Kinetics of the oxygen evolution reaction on NiSn electrodes in alkaline solutions

• Electrodeposited NiSn coatings were tested as anodes for oxygen evolution in 1 M NaOH at 25 °C.
• NiSn electrodes showed better apparent electrocatalytic activity compared to a pure Ni electrode.
• Improved catalytic performance of NiSn coatings was entirely ascribed to their high surface area.
• Opposite to Ni, NiSn anodes retained their initial activity after prolonged anodic polarization.

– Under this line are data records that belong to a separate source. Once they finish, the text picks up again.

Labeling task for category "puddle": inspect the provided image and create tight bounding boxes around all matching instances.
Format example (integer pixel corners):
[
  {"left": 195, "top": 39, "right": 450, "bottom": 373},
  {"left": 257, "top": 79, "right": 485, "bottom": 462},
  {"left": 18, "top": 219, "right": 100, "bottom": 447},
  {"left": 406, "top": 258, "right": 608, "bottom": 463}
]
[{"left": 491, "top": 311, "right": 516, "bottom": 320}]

In order to examine the intrinsic catalytic activity and durability of the electrodeposited NiSn alloy electrodes and the electrodeposited Ni as a reference electrode material for the oxygen evolution reaction (OER) in alkaline solutions, a comparative investigation was performed. A series of NiSn electrodes were prepared by electrodeposition of NiSn alloys at different current densities onto a Ni40 mesh substrate. The surface morphology and chemical composition were studied by scanning electron microscopy (SEM) and energy dispersive X-ray spectroscopy (EDS). The electrochemical surface characteristics were studied by cyclic voltammetry in order to find interdependence between the nickel oxy-hydroxide surface electrochemistry and the activity of the electrode for the OER. Quasi steady-state polarization measurements and electrochemical impedance spectroscopy (EIS) were used to determine kinetically significant parameters including the Tafel slopes and exchange current densities. Two well-defined Tafel slopes, the same for all investigated NiSn electrodes, were observed at the polarization curves, indicating that the OER was controlled by the same mechanism. It was demonstrated that any anodic polarization pretreatment led to a shift of the anodic and cathodic current peaks corresponding to the Ni(II)/Ni(III) redox transition towards cathodic potentials and, consequently, to some activation of the NiSn electrodes. The opposite behavior was obtained for the Ni electrode. Prolonged anodic polarization led to a loss of the initial catalytic activity of the Ni electrode, which was explained by the increase in the portion of γ-NiOOH at the Ni electrode surface. Among the investigated NiSn electrodes, the NiSn100 electrode, prepared by electrodeposition at the highest cathodic current density of −100 mA cm−2, exhibited the highest apparent catalytic activity for the OER, entirely due to surface roughness effects. Despite the fact that the NiSn electrodes did not exhibit better intrinsic catalytic activity than Ni, their high stability during the OER and acceptable apparent activity made them promising anodes for alkaline water electrolysis.